# Endogenous growth model with externalities

I have a following model of endogenous growth where each firm has the following technology; $$y_t=AK_t^{1-\alpha} k_t^{\alpha} n_t^{1-\alpha}$$

The production function above defines an externality. I am asking you for Explaining what it is.

I also want you to write down both growth models, show that the equilibrium allocation of this model generates lower growth than optimal due to the positive externality of firm level capital accumulation by solving the centralized and competitive problems.

This model seems me very complicated. Therefore I am asking. If it has any special name or the same like that, please let me know. I will read something about this model from papers or lecture notes or problem sets.

Note: I dont want to write whole model. I just want to learn its interpretations and intuitively explanation.

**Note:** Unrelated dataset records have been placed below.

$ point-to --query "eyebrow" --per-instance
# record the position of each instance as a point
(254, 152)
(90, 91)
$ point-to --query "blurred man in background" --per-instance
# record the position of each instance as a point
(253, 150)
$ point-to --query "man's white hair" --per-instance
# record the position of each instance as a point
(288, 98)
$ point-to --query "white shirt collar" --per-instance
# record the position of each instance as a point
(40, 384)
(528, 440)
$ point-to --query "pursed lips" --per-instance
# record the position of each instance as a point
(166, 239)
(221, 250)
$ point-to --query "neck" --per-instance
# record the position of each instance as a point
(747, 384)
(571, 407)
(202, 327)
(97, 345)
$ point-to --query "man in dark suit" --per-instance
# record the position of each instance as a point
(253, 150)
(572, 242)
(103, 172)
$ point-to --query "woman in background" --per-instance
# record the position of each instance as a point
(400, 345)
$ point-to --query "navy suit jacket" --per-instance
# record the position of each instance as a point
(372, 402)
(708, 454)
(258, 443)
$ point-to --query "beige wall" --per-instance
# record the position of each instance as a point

• Your question is very unclear. Endogenous growth model is a very large genre, you cannot simply write down a production function and ask for others to write the whole model. Jul 23, 2022 at 13:49
• No no I dont want to write whole model. I just want to learn its interpretation and intiutively explanation. I will add this note. Thank you. @Alalalalaki Jul 23, 2022 at 14:57

Essentially, a firm maximizes the following problem: $$\max_{k_t,n_t} \; A K_t^{1-\alpha}k_t^\alpha n_t^{1-\alpha} - w_tn_t - r_t k_t$$ That is, their production depends on average capital in the economy $$K_t$$, and while in equilibrium (of a representative agent economy) we will have $$k_t = K_t$$, they do not believe they have any influence over this.
However, an optimal social planner knows this and would maximize: $$\max_{k_t,n_t} \; A k_t n_t^{1-\alpha} - w_tn_t - r_t k_t$$
After you solve the firms problem, the household's maximization problem, and use the market clearing conditions, you will find that $$k_t < k^*$$ (where $$k^*$$ is the $$k_t$$ the planner would choose). That is, firms will choose inefficiently low capital ($$k_t$$) because the positive effect of choosing more capital has on the average capital in the economy ($$K_t$$) is not priced in.